Las redes sociales son un medio de difusión que permite influenciar a otros. Contribuyen con nuestro enriquecimiento cultural, favorecen nuestra creatividad y pueden condicionar nuestro estado de ánimo al tiempo que permite nuevas posibilidades de negocios.

Pero las redes sociales no son un concepto nuevo. El concepto de redes sociales que todos conocemos no solo se refieren a la nueva ola de espacios digitales para conocer personas y mantener antiguas amistades, es un concepto que existe desde antes del descubrimiento del internet. No es más que una extrapolación del sistema de redes sociales convencionales que existen fuera de la red desde que el hombre desarrollo sus capacidades sociales.

Difundir e influir

Las redes sociales son un motor de difusión de información y generador de influencia. James Fowler, experto en redes sociales de la Universidad de California, afirma que la información que compartimos en las redes sociales tradicionales se difunde y genera influencia a distintos niveles. Se difunde por conexiones de 6 niveles de separación, esto quiere decir que nuestros comentarios o las cosas que decimos llegan a un máximo de seis personas, amigos de amigos que son nuestros amigos.

Así mismo, la influencia o "contagio" que nuestras acciones ejercen en los demás o viceversa se producen en un rango de 3 grados de separación, es decir que afectan a un máximo de tres personas de nuestra red.

El advenimiento de internet ha venido a magnificar estos efectos.

La influencia en los sentimientos

Nuestro estado de ánimo, nuestros sentimientos, también están relacionados con el tamaño de nuestra red social. Un estudio realizado por Fowler, demostró que las personas más felices son las que tienen redes sociales mayores, aun cuando la relación con las personas que las integran sean superficiales y no los que menos amigos cercanos tienen, como solemos creer.

Esto es gracias a que, tanto en las redes sociales digitales como en las "análogas" esta influencia se produce por la presencia de las llamadas neuronas espejo que reflejan en nosotros los sentimientos que vemos en otros al activar en nuestro cerebro las neuronas que trabajan con las acciones que estamos viendo, siendo más influyentes las emociones positivas que las negativas. Es por eso que si vemos a alguien sonreír, nosotros sonreímos.

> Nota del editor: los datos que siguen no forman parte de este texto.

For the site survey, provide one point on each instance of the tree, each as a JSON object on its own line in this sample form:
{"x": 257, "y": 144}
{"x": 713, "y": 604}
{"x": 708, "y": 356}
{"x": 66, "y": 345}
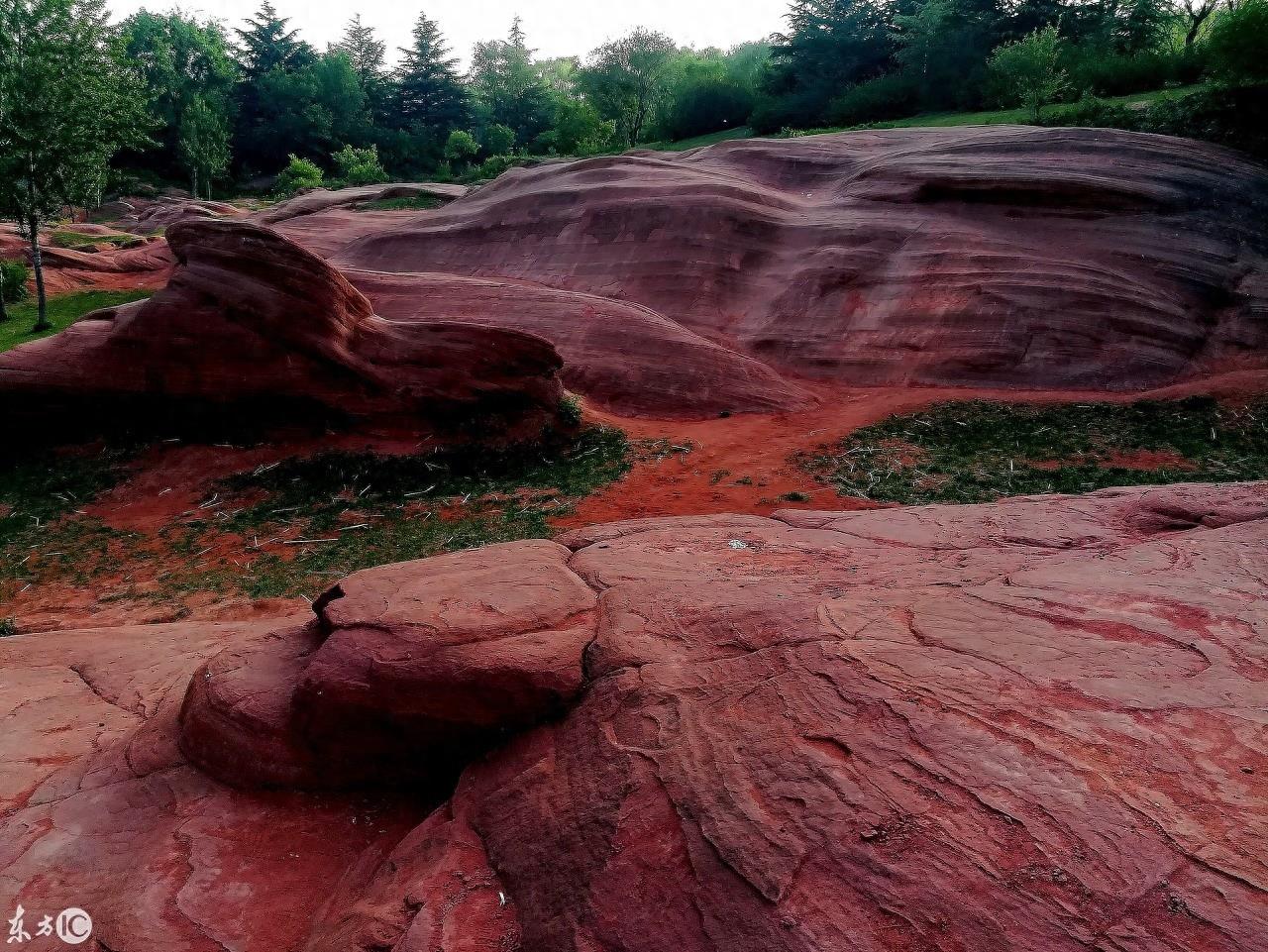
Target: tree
{"x": 1237, "y": 44}
{"x": 181, "y": 62}
{"x": 203, "y": 145}
{"x": 831, "y": 45}
{"x": 66, "y": 107}
{"x": 359, "y": 166}
{"x": 1030, "y": 71}
{"x": 461, "y": 149}
{"x": 508, "y": 86}
{"x": 1196, "y": 13}
{"x": 626, "y": 78}
{"x": 365, "y": 51}
{"x": 266, "y": 45}
{"x": 429, "y": 93}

Somos seres sociales por naturaleza

Sin embargo, esta influencia de emociones esta limitada a la cantidad de amigos o personas de nuestro entorno social con las que mantenemos cierto nivel de interacción, una media de 150 personas aproximadamente, incluyendo nuestros familiares, según el estudio realizado por Robin Dumbar, profesor de biología evolutiva de la Universidad de Oxford.

No obstante, en las redes digitales, aunque podamos tener un número mayor de contactos, esta influencia se limita a aquellos con los que más relación tenemos.

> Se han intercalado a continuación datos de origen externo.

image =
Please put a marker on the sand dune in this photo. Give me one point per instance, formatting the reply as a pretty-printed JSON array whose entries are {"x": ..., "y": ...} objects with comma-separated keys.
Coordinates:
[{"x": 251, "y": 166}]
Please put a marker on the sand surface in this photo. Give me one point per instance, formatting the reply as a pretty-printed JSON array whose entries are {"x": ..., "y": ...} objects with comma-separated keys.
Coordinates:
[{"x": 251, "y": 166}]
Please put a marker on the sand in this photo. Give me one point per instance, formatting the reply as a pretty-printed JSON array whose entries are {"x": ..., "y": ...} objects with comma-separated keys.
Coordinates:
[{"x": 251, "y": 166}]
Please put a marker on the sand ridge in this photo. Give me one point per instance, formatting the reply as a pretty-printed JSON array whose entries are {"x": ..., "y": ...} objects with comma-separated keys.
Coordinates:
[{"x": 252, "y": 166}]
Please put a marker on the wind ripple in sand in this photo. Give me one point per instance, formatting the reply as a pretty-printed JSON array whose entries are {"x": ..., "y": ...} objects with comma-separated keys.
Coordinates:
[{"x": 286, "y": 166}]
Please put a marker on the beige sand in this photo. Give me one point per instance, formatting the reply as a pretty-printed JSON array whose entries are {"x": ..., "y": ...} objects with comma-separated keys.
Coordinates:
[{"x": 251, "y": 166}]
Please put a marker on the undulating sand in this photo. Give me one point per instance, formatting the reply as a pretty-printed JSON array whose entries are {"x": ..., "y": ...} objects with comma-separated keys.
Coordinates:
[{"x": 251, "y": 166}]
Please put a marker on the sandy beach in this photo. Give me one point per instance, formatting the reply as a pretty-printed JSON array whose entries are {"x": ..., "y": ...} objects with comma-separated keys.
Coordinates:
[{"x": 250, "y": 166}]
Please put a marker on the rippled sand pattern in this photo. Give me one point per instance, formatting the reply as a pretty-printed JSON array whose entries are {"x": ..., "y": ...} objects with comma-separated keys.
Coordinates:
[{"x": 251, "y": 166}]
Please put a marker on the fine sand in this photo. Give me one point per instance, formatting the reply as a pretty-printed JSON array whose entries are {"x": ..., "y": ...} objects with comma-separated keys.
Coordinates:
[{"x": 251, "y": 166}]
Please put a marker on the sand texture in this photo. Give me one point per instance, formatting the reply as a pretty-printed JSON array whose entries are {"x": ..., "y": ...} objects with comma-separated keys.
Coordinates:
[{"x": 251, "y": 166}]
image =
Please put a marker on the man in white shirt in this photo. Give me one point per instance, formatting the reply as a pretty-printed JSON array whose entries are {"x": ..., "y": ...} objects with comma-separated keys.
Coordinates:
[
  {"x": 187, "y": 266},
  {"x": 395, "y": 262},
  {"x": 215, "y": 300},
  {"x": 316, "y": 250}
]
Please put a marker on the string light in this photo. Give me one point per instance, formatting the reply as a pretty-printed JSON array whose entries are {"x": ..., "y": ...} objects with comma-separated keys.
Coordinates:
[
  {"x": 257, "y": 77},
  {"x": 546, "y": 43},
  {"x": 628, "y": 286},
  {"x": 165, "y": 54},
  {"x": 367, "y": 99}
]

El funcionamiento de estas nuevas redes sociales dependerá de cuan activos somos en ellas y del nivel de relación que llevemos con los integrantes de la misma.

Las redes sociales digitales, como Facebook y Twitter, son más efectivas para la difusión que para la influencia. El alcance de lo que hacemos puede llegar a más personas dependiendo de lo importante del asunto en cuestión y de cuánta interacción mantengamos con sus integrantes. Tal es el caso de los conflictos en Medio Oriente donde la represión mediática ha hecho de estos medios la vía para difundir el desarrollo de los acontecimientos fuera del mundo árabe.

En los negocios también se cuelan los principios de las redes sociales. En márketing, los encargados de realizar las estrategias de negocios orientadas al cliente saben que éste es influenciado, al momento de tomar la decisión de compra, por factores externos como el personal de venta y otros consumidores, por lo que la experiencia de compra debe ser maximizada para que dentro de su red influya y trasmita dicha información. Este tipo de gestión se traslada también a las redes sociales virtuales.

Nuestra creatividad también se beneficia de este tipo de redes siempre y cuando estén compuestas por personas de distintos lugares, culturas, formas de pensar, religión, etc. Esto enriquece el intercambio de conocimientos, lo que nos permite ser más creativos y exitosos.